Hay quienes consideran que el tratar de entender en forma racional a la vida y sus manifestaciones es quitarle la belleza misteriosa que las rodea. Nosotros pensamos que la posibilidad de que la vida pueda surgir gracias a los mecanismos evolutivos, que sujetándose a las leyes físicas y seleccionando a partir del azar permiten el surgimiento de seres cada vez mejor adaptados a su medio, es más sorprendente y más maravilloso (en el sentido en que nos maravilla una obra de arte) que el pensar en una simple creación milagrosa. Y especialmente sabiendo que una de sus expresiones posibles es la aparición de seres que son conscientes de su propia existencia: tanto, que logran formular una teoría de la evolución (dice Richard Dawkins, creador de la teoría del gen egoísta, que si descubriéramos otra especie pensante y quisiéramos saber su grado de avance cultural, la pregunta a formular sería: ¿han desarrollado ya una teoría de la evolución?).

El vacío del azar

Toda la belleza de la visión evolutiva, no obstante, no evita que esta nueva cos­movisión tenga implicaciones que pueden resultar desoladoras. Al darnos cuenta de que no hay un propósito hacia el que se dirija la vida, es fácil caer en un nihilismo en el que nuestra existencia parece no tener sentido: en palabras de Monod, “La antigua alianza está ya rota; el hombre sabe al fin que está solo en la inmensidad del Universo de donde ha emergido por azar”. Quizá esto explica el rechazo, consciente o no, que sigue habiendo hacia el abandono de los animismos y la adopción del conocimiento científico y sus implicaciones: por qué a fines del siglo XX, cuando las sorprendentes capacidades de la ciencia y la tecnología resultan ya indudables, no logremos asimilar la nueva visión del mundo que habitamos.
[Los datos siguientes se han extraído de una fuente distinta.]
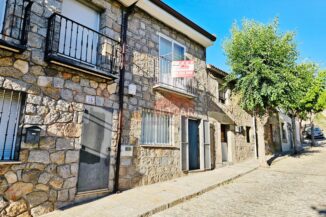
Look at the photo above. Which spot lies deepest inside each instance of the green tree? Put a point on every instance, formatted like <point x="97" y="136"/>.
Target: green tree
<point x="298" y="84"/>
<point x="261" y="60"/>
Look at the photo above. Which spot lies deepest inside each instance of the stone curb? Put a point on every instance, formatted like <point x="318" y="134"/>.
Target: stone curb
<point x="190" y="196"/>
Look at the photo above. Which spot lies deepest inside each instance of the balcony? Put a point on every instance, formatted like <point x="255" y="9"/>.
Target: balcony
<point x="165" y="82"/>
<point x="14" y="24"/>
<point x="73" y="45"/>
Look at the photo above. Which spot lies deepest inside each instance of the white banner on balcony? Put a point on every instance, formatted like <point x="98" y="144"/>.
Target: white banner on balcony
<point x="183" y="69"/>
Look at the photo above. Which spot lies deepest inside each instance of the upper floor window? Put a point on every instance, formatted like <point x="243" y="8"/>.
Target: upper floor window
<point x="156" y="128"/>
<point x="10" y="109"/>
<point x="169" y="51"/>
<point x="222" y="96"/>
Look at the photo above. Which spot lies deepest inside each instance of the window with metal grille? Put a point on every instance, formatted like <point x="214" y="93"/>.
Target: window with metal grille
<point x="156" y="128"/>
<point x="248" y="134"/>
<point x="10" y="109"/>
<point x="222" y="96"/>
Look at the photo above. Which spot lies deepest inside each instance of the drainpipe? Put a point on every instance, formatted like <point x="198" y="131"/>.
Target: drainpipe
<point x="126" y="12"/>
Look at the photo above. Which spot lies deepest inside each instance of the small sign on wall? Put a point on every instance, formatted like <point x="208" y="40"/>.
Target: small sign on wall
<point x="127" y="150"/>
<point x="132" y="89"/>
<point x="90" y="100"/>
<point x="183" y="69"/>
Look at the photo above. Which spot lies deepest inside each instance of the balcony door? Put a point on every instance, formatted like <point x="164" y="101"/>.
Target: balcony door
<point x="170" y="51"/>
<point x="78" y="34"/>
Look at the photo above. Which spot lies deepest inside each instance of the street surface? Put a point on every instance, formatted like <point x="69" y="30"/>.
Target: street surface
<point x="294" y="186"/>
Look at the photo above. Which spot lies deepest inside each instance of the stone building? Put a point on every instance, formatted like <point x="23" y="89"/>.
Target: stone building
<point x="234" y="131"/>
<point x="61" y="108"/>
<point x="166" y="132"/>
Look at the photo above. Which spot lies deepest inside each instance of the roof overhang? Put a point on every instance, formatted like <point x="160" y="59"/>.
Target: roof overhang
<point x="172" y="18"/>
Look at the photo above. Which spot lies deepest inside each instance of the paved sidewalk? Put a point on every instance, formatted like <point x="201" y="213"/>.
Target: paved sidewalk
<point x="147" y="200"/>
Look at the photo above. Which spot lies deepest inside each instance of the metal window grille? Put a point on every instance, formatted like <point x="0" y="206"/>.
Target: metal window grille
<point x="156" y="128"/>
<point x="10" y="109"/>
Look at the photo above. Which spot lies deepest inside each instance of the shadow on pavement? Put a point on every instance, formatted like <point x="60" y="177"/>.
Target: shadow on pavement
<point x="304" y="152"/>
<point x="321" y="212"/>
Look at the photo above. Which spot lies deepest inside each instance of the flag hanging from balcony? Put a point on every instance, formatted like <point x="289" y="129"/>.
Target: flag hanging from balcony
<point x="183" y="69"/>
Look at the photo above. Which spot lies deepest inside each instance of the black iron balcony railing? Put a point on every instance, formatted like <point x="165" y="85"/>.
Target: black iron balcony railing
<point x="164" y="79"/>
<point x="14" y="24"/>
<point x="77" y="46"/>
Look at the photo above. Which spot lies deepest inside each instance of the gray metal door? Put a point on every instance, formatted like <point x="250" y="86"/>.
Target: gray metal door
<point x="94" y="154"/>
<point x="193" y="130"/>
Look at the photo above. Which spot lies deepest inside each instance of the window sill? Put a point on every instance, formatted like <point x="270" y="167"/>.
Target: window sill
<point x="160" y="146"/>
<point x="9" y="162"/>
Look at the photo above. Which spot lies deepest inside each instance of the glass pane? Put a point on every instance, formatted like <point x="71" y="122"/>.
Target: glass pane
<point x="165" y="59"/>
<point x="178" y="52"/>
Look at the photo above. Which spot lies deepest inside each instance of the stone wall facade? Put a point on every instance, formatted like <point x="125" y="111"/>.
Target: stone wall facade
<point x="45" y="177"/>
<point x="151" y="164"/>
<point x="230" y="114"/>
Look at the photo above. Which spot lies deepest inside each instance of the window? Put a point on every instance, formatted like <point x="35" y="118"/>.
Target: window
<point x="284" y="137"/>
<point x="169" y="51"/>
<point x="10" y="107"/>
<point x="222" y="96"/>
<point x="156" y="128"/>
<point x="248" y="134"/>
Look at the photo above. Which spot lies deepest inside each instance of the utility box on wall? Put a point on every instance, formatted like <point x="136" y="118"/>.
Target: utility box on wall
<point x="127" y="150"/>
<point x="33" y="135"/>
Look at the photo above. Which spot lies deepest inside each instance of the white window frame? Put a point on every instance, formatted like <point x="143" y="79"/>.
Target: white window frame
<point x="170" y="130"/>
<point x="173" y="42"/>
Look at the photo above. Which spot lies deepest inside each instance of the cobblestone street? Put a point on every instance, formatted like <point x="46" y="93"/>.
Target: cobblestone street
<point x="295" y="186"/>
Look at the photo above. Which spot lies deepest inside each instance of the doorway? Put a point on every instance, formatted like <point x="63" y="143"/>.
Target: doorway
<point x="224" y="143"/>
<point x="95" y="152"/>
<point x="193" y="130"/>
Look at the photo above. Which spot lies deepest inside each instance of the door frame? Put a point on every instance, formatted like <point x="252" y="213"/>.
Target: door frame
<point x="201" y="144"/>
<point x="108" y="188"/>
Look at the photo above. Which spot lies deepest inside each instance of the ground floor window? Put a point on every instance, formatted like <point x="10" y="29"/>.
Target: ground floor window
<point x="10" y="107"/>
<point x="156" y="128"/>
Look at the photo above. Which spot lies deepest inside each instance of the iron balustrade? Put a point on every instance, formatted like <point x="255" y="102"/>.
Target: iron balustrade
<point x="80" y="44"/>
<point x="10" y="128"/>
<point x="15" y="21"/>
<point x="163" y="76"/>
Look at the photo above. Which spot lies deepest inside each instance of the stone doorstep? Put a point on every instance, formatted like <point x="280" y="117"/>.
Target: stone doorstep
<point x="117" y="205"/>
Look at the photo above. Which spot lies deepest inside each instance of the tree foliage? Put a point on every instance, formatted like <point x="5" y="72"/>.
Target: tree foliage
<point x="262" y="62"/>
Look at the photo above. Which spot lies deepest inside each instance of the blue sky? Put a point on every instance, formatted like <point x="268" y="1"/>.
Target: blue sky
<point x="305" y="17"/>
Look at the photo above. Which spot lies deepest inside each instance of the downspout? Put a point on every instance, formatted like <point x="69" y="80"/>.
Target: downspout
<point x="125" y="12"/>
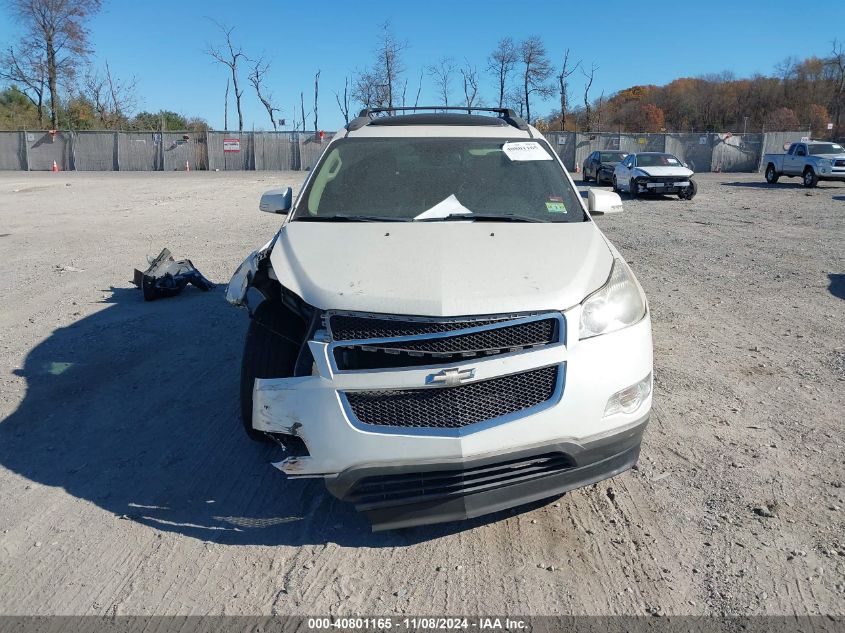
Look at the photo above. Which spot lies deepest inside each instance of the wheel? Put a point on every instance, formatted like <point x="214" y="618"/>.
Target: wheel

Ya en el siglo pasado, antes de que la biología moderna fuera apenas imaginable, Nietzsche decía que la más espinosa de las cuestiones sería la de averiguar si la ciencia es capaz de señalar nuevos límites a la actividad del hombre, después de haber demostrado que puede quitárselos y destruirlos. Monod también se plantea esta cues­tión, y tratando de resolverla cae en la trampa: habla primero, sabiamente, de la nece­sidad de distinguir entre valores y conocimientos (distinción que no hacen los animismos), pero sucumbe después ante la necesidad de hallar una fuente de motivos y razones para la existencia humana. Propone una ética del conocimiento en la que se reconoce al “conocimiento objetivo como única fuente de verdad auténtica” (cursivas nuestras), lo cual a su vez exige “una revisión de los fundamentos de la ética”, y re­fuerza su exigencia afirmando: “nuestras sociedades intentan aún vivir y enseñar siste­mas de valores ya arruinados, en su raíz, por (la) ciencia”.

Aunque esta última exigencia de Monod resulta justificada, es sumamente difícil de satisfacer, y el plantear al conocimiento objetivo como “valor supremo” desde luego no es una solución adecuada. El conocimiento científico mantiene el ideal de la objetividad y trata siempre de demostrar hechos concretos, posición que lo obliga a poner en duda todas las certezas a priori. Esta actitud crítica hace que lo que se consi­dera aceptado como parte de este “conocimiento científico” sea constantemente cam­biante. No puede entonces ser fuente de razones para la existencia; no puede por sí mismo darle un sentido a la vida. Puede ocurrir, sí, que distintas ideologías pretendan utilizarlo para justificar sus doctrinas, como ha ocurrido varias veces a lo largo de este siglo, pero la experiencia es que los resultados son siempre desastrosos o, al menos, totalmente infructuosos. La ética del conocimiento planteada por Monod puede servir como guía para nuestra conducta; para hacer, como él lo pide, una utilización adecuada de los poderes y las riquezas que el conocimiento científico pone a nuestra disposición. Pero no nos devuelve la tranquilidad que nos daba la predeterminación de nuestro destino, esa certeza que la ciencia nos ha quitado; esto tendrá que provenir de otras fuentes. Recordemos además que la ciencia no se reconoce a fines de este siglo como fuente de verdad absoluta. La incapacidad de la ciencia para garantizar, más allá de la efectividad en su aplicación, que su conocimiento es objetivo y representa la rea­lidad, es actualmente una cuestión que reconocen (y tratan de resolver) todas las es­cuelas de filosofía de la ciencia.

Los dones de la ciencia

Estas objeciones no implican, sin embargo, que tengamos que renunciar a aprovechar, en nuestra eterna búsqueda de un sentido para nuestras vidas, lo que hemos aprendido gracias a la ciencia. Una “ética del conocimiento” como la planteada por Monod, o más bien una “ética basada en la racionalidad”, será una herramienta extremadamente útil en esta búsqueda. Si bien, como nos dice Monod, no hay un “para qué” en la na­turaleza, nada impide que, por medios racionales, busquemos un “por qué”. Tendremos, eso sí, que tomar las riendas de nuestra vida, fijarle nosotros mismos un objetivo, un sentido. Uno de los mayores beneficios que nos da el conocimiento científico, y a la vez el “precio” que tenemos que pagar por todos ellos, es hacernos responsables de nuestras propias vidas.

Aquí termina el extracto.